I'm more inclined to have a higher quality of life and live long enough to see
my child into his adulthood.

That said, outside of weightloss and increased energy and stamina, I have
noticed a few things about a reduced-calorie diet (and I'm talking 1000
calories or less most days):

1) I don't think about food as anything but fuel. I no longer think of it as a
way to be social, to pass the time, or to be happy.

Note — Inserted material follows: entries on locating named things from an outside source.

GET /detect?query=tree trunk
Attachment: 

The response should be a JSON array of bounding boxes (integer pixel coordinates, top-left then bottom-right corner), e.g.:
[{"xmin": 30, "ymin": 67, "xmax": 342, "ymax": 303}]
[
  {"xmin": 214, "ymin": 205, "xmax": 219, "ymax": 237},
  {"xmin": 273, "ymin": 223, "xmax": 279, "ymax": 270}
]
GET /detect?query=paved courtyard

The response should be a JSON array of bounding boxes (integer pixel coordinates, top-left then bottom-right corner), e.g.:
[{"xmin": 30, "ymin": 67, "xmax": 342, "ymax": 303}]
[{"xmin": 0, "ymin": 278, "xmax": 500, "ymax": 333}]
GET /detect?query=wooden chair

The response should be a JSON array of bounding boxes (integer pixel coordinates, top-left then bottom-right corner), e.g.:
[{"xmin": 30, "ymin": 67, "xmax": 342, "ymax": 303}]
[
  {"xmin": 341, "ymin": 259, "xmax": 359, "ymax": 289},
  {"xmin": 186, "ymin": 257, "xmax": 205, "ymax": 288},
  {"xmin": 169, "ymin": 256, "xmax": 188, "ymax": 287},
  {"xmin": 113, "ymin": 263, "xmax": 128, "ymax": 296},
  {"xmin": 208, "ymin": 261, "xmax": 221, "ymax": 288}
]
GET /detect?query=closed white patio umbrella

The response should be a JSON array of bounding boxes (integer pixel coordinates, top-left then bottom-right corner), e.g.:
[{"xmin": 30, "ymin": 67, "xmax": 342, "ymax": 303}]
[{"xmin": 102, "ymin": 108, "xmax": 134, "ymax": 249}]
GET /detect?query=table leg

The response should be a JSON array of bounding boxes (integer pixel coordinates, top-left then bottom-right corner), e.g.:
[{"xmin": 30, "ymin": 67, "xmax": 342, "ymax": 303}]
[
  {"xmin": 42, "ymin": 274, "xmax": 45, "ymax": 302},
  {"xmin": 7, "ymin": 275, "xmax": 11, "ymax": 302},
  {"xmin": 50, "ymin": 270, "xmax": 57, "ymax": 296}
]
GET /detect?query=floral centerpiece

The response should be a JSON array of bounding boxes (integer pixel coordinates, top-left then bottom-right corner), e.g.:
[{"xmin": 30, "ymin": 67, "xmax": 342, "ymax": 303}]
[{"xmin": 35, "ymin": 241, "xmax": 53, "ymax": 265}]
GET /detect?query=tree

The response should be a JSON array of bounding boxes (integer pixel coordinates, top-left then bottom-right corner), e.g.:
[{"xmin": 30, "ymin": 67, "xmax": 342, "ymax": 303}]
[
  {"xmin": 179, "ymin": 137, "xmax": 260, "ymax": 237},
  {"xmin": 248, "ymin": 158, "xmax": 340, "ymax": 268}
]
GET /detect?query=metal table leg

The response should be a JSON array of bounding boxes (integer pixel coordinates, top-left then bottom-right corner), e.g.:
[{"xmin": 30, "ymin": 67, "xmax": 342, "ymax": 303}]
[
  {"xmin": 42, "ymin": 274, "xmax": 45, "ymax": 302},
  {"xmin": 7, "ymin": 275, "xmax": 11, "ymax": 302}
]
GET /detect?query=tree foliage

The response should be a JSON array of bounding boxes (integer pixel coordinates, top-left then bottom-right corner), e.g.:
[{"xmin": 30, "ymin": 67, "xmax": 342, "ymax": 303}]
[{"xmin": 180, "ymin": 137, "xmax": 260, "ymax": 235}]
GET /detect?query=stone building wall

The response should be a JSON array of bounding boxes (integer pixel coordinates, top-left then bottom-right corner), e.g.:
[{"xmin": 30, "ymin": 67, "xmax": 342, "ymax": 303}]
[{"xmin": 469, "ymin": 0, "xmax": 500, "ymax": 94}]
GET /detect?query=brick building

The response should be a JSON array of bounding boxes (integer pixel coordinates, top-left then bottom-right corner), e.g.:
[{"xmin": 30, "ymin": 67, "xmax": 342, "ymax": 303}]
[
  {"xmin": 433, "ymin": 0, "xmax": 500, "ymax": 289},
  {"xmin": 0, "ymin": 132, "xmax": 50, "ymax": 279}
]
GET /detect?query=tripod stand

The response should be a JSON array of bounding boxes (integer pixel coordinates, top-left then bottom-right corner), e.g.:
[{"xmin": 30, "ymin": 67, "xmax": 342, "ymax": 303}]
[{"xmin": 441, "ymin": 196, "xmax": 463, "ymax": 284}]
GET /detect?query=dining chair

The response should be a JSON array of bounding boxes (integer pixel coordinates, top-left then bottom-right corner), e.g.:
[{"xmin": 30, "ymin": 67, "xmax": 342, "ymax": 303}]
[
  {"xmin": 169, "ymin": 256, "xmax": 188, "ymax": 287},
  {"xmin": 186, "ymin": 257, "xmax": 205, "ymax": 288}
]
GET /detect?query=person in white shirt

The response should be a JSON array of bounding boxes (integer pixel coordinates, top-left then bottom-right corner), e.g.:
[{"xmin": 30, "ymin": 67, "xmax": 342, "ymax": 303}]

2) While it's possible to eat 1000 calories of calorie dense food with almost
no other nutrition (sugar), I find that hunger demands I eat things that have
more mass with less calories (vegetables and some proteins).

3) My day no longer revolves around eating. Pretty simple, but previously, I
would be very concerned with what I had eaten the day before and might eat
tomorrow. Outside of the measurements I'm keeping about caloric intake, I
seldom think about food.

4) I'm saving money. I used to eat out a lot. Eating out, except for maybe a
salad, makes it hard to reduce caloric intake. Now, I eat at home on the
pound-for-pound cheaper food we can get at the farmer's market or grocery
store.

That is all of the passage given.